Significant infrastructure change is needed to respond to energy needs over the next decade

We have enough zero-emission clean energy sources to replace fossil fuels entirely. But we don’t yet have the infrastructure to support the storage or distribution of this energy from where it is most effectively generated, to where it is stored. 35% of the U.S. annual consumption of energy is sourced from petroleum. This needs to be replaced with clean energy sources.

The challenge with renewable energy is sending power from where it is generated to where it is needed. This was a similar challenge in the telecommunications industry 100 years ago; in this case, the challenge was how to send information from where it is generated to where it is required.

“We need to build the electricity transmission and distribution system for the grid of the future and not that of the past,” said Howard Learner, executive director of the Environmental Law & Policy Center, a nonprofit based in Chicago. “Solar energy plus storage is as transformative to the electric sector as wireless services were to the telecommunications sector.” – NY Times article titled Power Lines or Rooftop Solar Panels: The Fight Over Energy’s Future

It will be wireless energy services that will be as transformative to the electric sector as they were to the telecommunications sector. Nikola Tesla knew this over 100 years ago. 

Not only because wireless power transfer can remove many of the existing constraints of power line infrastructure, making it possible to send power to and from remote locations, across challenging terrain, etc, it will also open up applications for generating and using electricity that we haven’t even imagined yet. We can look at the telecommunications industry as a predictor for how this future could play out.

How can wireless power transfer solve emerging infrastructure needs?

Wireless power infrastructure is a better alternative in many scenarios for sending power across challenging terrains, such as waterways, mountains and forests. It addresses the challenge of sending renewable energy from where it’s generated to where it’s required. It also supports the electrification and decarbonisation of industries by providing a way to power large, productive vehicles, such as ships and trucks.

Wireless power transfer infrastructure is more flexible and adaptable system than traditional poles, pylons and lines. Emrod’s wireless power system sends power from a transmitting antenna to a receiving antenna without wires in between. This makes assembling, disassembling and moving a wireless power system a viable option if required. Not requiring wires will also reduce the impact of fire and extreme weather conditions on grid systems, with significantly less failure points. No wires to maintain, only antennas. 

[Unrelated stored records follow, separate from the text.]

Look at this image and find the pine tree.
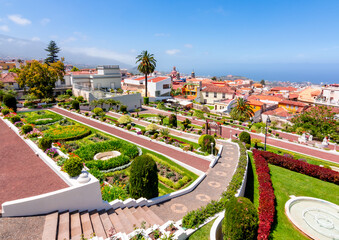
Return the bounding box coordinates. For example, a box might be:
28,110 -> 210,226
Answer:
45,40 -> 60,64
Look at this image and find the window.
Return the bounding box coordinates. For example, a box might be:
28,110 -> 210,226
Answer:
296,106 -> 298,110
286,104 -> 289,108
155,90 -> 160,97
206,92 -> 209,97
214,92 -> 217,98
222,93 -> 225,98
163,84 -> 170,89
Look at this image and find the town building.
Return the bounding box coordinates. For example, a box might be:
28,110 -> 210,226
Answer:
200,83 -> 235,104
0,72 -> 20,89
298,86 -> 322,104
278,100 -> 307,113
315,84 -> 339,107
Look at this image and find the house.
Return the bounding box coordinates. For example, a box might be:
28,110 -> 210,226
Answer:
248,99 -> 266,122
262,107 -> 294,126
200,83 -> 235,104
213,98 -> 237,113
278,100 -> 307,113
315,84 -> 339,107
0,72 -> 20,89
270,86 -> 298,93
248,94 -> 283,105
298,87 -> 322,104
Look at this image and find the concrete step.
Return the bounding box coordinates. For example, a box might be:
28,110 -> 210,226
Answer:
80,211 -> 93,239
122,207 -> 140,229
57,211 -> 70,240
70,211 -> 82,240
89,210 -> 107,238
142,206 -> 165,226
99,211 -> 115,237
42,211 -> 59,240
114,208 -> 134,234
130,207 -> 149,227
107,209 -> 126,234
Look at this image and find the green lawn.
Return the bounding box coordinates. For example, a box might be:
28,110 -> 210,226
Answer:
188,219 -> 215,240
245,153 -> 339,240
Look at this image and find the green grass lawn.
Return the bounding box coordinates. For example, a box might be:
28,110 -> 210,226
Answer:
188,219 -> 215,240
245,153 -> 339,240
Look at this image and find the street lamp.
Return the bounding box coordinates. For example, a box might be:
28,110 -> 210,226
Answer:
264,116 -> 271,151
211,142 -> 214,156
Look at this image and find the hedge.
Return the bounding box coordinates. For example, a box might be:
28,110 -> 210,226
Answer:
85,155 -> 130,171
44,125 -> 91,141
252,150 -> 275,240
26,113 -> 63,125
182,140 -> 248,229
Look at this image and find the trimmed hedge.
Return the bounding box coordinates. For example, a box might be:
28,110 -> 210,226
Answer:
71,100 -> 80,110
38,137 -> 53,151
85,155 -> 130,171
129,154 -> 158,199
223,197 -> 258,240
10,115 -> 21,124
239,131 -> 251,145
3,94 -> 17,112
44,125 -> 91,141
169,114 -> 177,127
198,134 -> 215,154
252,150 -> 275,240
182,140 -> 248,229
21,124 -> 33,134
64,156 -> 83,177
1,108 -> 10,115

At Emrod, we’re on a mission to bring long-range wireless power transfer technology to the world because we know it is a transformative technology that can solve critical energy distribution challenges for the grid system and industries today. It can open up a whole range of new applications that will better equip our energy systems for the predicted future if we do not slow and reverse climate change.

We must be proactive with the small window we have left to act. Transformative change is required and the way to achieve it is through transformative technology.